Для нас, русских, деятельность Мутера имеет еще особое значение.
В трехтомной его книге есть глава, посвященная России. В примечании сказано, что глава эта составлена при участии Александра Бенуа, из Петербурга.
Тогда, шестнадцать лет тому назад, Бенуа был совсем юношей, студентом Петербургского университета. В оценке русской живописи он проводил взгляды, сходные со взглядами немецкого автора. Бенуа не только развенчал Бруни и Брюллова, но, главным образом, восстал против всесильных тогда эпигонов передвижничества, указывая на их условность, на чисто немецкий, отнюдь не русский, дюссельдорфский их реализм. Вскоре в Петербурге был основан журнал "Мир искусства". Бенуа занял в этом журнале первое место, стал "русским Мутером". В это же время товарищество "Знание" выпустило русский перевод книги Мутера. Небольшая глава о русской живописи разрослась в отдельный дополнительный том, который вызвал в России такой же шум, как немецкий оригинал в Германии.

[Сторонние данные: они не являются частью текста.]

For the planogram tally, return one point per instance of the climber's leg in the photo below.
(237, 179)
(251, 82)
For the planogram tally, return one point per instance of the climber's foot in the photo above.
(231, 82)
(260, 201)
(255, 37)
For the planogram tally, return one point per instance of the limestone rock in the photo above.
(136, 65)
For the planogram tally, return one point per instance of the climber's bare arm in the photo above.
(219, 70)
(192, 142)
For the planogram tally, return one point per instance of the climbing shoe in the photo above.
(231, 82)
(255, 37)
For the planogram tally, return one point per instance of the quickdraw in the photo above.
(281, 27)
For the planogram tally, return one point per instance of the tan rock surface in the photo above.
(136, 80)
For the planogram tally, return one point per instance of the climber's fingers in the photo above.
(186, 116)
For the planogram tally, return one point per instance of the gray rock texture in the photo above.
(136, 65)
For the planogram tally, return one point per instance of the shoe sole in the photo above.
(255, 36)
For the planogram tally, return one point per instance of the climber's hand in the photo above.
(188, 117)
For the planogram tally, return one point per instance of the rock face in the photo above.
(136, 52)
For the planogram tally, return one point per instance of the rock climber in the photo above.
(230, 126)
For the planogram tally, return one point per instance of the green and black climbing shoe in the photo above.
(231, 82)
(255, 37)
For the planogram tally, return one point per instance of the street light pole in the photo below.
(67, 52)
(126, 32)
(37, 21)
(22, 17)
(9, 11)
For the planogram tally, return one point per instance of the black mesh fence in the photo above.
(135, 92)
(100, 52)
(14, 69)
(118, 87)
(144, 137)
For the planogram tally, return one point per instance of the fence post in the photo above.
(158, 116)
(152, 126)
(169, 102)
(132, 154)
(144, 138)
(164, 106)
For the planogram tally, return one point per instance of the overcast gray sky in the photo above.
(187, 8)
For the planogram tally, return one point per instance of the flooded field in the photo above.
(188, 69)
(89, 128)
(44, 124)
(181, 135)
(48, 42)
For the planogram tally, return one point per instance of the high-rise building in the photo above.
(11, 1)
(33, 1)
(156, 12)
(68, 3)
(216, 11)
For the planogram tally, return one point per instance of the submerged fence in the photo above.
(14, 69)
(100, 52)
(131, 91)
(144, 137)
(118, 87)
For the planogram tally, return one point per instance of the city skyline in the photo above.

С тех пор много воды утекло. Битва кончена, сражение выиграно. Передвижничество медленно умирает, не выдвинув ни одного нового дарования. "Мир искусства" славно закончил свое существование перед самой революцией. Его эстетические идеи стали ходячей монетой. Ими пользуются почти все современные критики, редко указывая на тот источник, откуда они заимствуют свои "передовые" идеи. Молодое русское искусство попало уже в музеи, русские и заграничные. Правда, среди отсталых ремесленников искусства идет еще ропот. Против Третьяковской галереи, которая смело защищает современное искусство, ведется ожесточенная борьба. Но это борьба - не идейная. Ее корень - в обиженных самолюбиях. Молодое русское искусство победило по всему фронту. Его победа настолько решительна, что вызывает уже самую законную реакцию со стороны нового, еще более передового поколения, которое восстает против чрезмерного субъективизма, крайнего индивидуализма русской "мутеровщины". Мы накануне нового кризиса в русском искусстве.
Но каковы бы ни были дальнейшие пути русского искусства, оно всегда будет считаться с движением девяностых годов, возникшим почти единовременно в России и Германии.
Имя Мутера тесно сплетено с историей этого движения.
Впервые опубликовано: Русское слово. 1910. No73. 31 марта.